Mass-density relation of ULAs clusters (this concerns more precisely their solitonic core) with dimensional variables obtained from the Gaussian Ansatz. The density of dilute axionic clusters at the Newtonian maximum mass is $\rho =5.63\times {10}^{-17}\mathrm{g}/{\mathrm{m}}^3$ (the exact value obtained from the results of Ref. [35] is $\rho =1.62\times {10}^{-18}\mathrm{g}/{\mathrm{m}}^3$). The constant density of dense axionic clusters in the $\mathrm{TF}+\text{nongravitational}$ regime, which includes the dense axionic cluster resulting from the collapse of a dilute axionic cluster with the maximum mass, is ${\rho }_{\text{dense}}=9.47\times {10}^{-9}\mathrm{g}/{\mathrm{m}}^3$ (the exact value obtained from the results of Appendix pp5 is ${\rho }_{\text{dense}}=3.88\times {10}^{-9}\mathrm{g}/{\mathrm{m}}^3$).
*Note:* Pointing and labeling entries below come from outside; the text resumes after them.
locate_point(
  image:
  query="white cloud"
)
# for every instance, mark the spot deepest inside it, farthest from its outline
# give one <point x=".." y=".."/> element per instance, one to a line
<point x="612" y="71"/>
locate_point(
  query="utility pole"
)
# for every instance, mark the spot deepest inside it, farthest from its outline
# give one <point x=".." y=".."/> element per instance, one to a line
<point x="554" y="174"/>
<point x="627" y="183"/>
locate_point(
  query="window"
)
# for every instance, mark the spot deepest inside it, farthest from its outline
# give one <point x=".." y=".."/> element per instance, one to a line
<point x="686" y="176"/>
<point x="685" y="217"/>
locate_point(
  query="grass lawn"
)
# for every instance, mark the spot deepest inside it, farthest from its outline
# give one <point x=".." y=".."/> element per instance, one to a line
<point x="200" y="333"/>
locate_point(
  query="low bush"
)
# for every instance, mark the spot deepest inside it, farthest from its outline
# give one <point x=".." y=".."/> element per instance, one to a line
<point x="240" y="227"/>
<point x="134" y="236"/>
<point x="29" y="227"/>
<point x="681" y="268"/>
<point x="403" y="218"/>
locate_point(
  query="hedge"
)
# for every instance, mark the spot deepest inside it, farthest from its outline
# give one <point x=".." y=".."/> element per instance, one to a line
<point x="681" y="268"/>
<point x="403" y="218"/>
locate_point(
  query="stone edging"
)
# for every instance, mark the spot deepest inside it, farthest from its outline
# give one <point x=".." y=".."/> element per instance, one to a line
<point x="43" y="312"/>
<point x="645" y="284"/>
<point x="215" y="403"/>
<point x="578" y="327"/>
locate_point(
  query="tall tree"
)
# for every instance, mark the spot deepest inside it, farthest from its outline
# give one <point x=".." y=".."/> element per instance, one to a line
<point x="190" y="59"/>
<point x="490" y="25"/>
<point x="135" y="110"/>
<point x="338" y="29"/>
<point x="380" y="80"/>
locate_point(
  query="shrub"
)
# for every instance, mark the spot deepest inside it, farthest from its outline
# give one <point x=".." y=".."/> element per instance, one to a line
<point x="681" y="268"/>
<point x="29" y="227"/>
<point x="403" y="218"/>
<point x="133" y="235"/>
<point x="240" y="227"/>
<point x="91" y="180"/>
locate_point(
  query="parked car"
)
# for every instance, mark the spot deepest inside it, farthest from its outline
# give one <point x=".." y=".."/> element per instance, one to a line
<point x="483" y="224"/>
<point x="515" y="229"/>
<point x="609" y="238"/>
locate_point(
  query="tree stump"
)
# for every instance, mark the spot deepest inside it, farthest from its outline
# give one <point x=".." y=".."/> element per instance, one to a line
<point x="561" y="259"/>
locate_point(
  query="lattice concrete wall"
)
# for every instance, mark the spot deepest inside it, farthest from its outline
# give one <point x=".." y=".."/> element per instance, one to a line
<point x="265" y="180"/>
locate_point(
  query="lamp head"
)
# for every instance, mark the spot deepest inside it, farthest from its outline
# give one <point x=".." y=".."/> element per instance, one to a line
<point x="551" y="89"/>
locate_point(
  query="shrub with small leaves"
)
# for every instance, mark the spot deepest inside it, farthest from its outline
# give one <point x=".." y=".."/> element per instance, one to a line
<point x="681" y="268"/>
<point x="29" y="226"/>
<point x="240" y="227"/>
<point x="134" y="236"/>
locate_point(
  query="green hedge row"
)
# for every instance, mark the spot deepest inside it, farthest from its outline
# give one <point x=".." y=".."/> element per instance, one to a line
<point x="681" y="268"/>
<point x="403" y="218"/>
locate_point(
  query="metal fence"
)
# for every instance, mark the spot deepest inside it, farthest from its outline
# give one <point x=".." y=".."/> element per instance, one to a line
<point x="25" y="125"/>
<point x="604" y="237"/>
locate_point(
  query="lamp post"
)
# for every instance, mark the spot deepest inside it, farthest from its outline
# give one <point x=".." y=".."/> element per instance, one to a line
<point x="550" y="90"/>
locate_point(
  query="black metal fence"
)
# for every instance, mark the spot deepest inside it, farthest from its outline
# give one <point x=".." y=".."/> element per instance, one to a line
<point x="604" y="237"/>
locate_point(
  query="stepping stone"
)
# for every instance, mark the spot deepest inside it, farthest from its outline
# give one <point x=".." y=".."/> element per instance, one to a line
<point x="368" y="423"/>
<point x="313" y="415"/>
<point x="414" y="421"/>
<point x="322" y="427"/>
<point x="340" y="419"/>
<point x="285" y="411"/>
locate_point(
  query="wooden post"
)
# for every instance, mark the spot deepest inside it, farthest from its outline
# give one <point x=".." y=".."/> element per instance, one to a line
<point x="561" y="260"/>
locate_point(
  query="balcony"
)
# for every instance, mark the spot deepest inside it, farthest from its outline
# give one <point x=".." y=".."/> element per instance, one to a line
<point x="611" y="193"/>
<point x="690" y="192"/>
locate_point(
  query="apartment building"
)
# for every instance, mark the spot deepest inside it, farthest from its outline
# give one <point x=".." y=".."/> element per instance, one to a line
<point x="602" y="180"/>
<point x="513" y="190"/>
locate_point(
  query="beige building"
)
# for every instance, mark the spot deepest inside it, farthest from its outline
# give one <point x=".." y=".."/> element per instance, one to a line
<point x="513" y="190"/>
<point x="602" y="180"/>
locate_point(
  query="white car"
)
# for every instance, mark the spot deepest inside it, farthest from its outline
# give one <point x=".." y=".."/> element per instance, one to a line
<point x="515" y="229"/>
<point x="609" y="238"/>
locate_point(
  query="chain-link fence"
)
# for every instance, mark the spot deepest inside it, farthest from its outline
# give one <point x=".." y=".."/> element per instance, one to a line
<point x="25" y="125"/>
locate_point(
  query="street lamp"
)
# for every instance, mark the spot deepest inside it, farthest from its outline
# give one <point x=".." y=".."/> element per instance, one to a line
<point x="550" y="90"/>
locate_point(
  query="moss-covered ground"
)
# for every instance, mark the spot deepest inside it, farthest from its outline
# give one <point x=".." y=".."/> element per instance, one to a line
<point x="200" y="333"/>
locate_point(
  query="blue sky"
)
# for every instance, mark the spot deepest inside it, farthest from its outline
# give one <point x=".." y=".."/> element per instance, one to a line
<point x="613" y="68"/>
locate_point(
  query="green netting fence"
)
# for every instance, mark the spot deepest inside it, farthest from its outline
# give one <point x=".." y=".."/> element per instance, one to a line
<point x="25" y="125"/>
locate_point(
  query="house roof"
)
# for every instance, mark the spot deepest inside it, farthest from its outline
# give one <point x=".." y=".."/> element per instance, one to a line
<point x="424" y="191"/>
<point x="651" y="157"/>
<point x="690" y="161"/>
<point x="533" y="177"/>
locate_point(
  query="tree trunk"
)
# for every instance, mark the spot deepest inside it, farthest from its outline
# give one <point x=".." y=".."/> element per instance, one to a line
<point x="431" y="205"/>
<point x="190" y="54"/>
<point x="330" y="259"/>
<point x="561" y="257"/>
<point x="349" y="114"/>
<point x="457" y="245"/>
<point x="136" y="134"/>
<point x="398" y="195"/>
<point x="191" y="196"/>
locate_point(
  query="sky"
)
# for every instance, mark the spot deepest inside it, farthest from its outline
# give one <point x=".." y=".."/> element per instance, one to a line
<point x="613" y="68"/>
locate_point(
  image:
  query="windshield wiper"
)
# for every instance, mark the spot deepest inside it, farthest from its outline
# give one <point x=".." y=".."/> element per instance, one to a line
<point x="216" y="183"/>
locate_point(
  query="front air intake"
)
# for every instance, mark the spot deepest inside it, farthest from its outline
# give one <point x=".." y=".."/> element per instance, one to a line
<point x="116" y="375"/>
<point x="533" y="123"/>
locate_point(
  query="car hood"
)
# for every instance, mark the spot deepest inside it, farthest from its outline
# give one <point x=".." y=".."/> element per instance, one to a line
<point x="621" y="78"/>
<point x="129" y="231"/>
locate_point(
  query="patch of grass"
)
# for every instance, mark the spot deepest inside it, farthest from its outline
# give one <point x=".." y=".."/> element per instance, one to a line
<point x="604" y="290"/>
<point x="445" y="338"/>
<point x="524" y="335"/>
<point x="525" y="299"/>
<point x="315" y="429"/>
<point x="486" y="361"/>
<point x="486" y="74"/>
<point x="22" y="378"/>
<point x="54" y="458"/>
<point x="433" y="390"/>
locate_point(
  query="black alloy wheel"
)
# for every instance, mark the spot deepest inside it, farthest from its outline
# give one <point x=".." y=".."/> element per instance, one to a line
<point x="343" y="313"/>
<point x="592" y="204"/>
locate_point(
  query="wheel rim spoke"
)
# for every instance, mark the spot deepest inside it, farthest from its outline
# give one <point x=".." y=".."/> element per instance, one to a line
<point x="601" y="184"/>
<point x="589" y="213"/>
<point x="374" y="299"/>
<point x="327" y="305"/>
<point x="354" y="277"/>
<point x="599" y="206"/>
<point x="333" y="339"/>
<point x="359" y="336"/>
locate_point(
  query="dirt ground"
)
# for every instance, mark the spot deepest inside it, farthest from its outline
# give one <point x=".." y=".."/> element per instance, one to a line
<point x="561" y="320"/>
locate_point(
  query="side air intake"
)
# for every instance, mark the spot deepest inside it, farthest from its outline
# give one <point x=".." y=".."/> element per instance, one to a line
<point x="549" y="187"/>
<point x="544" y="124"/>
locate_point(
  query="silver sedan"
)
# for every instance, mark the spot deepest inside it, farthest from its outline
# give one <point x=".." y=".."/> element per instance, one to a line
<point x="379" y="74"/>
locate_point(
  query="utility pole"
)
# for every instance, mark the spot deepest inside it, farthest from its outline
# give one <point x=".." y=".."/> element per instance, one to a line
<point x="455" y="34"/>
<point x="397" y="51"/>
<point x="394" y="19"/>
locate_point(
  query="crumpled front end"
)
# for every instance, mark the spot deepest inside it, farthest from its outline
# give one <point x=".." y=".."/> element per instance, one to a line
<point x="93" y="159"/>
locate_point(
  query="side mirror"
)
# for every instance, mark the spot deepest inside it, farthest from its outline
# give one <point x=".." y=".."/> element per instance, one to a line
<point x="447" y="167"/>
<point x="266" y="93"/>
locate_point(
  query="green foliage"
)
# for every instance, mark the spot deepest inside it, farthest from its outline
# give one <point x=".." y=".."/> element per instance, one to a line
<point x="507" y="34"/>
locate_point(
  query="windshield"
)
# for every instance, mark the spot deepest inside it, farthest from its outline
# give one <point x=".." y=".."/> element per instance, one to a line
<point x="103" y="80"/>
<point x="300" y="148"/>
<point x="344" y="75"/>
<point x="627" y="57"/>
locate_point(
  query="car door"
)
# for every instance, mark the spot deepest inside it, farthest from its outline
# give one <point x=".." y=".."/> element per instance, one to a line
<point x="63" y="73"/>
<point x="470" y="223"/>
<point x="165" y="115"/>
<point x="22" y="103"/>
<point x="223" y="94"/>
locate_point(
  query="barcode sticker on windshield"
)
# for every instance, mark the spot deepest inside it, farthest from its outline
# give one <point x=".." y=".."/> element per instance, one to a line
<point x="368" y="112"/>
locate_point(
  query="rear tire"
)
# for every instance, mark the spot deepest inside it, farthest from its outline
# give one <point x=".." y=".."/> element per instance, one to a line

The density of dense axionic clusters at the general relativistic maximum mass is $\rho =1.09\times {10}^{-8}\mathrm{g}/{\mathrm{m}}^3$. The density of dense axionic clusters at the Newtonian minimum mass is $\rho =2.37\times {10}^{-9}\mathrm{g}/{\mathrm{m}}^3$ (the exact value obtained from the results of Ref. [111] is $\rho =5.21\times {10}^{-11}\mathrm{g}/{\mathrm{m}}^3$). The density of the dilute axionic cluster resulting from the explosion of a dense axionic cluster with the minimum mass is ${\rho }_{\exp }=1.44\times {10}^{-30}\mathrm{g}/{\mathrm{m}}^3$ (the exact value obtained from the results of Ref. [111] is $\rho =4.57\times {10}^{-32}\mathrm{g}/{\mathrm{m}}^3$), suggesting that the cluster is dispersed away.

Figure 38

Collapse time of axion stars as a function of $\delta$ for $M=2$ and $R_0=1$. We note that it presents a small maximum at $\delta =6.16\times {10}^{-4}$ before decreasing. The dashed line corresponds to the result obtained in Ref. [73] by taking $\delta =0$. It provides an excellent approximation of the collapse time of QCD axions (${\delta }_{\mathrm{QCD}}=8.68\times {10}^{-17}$) and ULAs (${\delta }_{\mathrm{ULA}}=9.93\times {10}^{-10}$).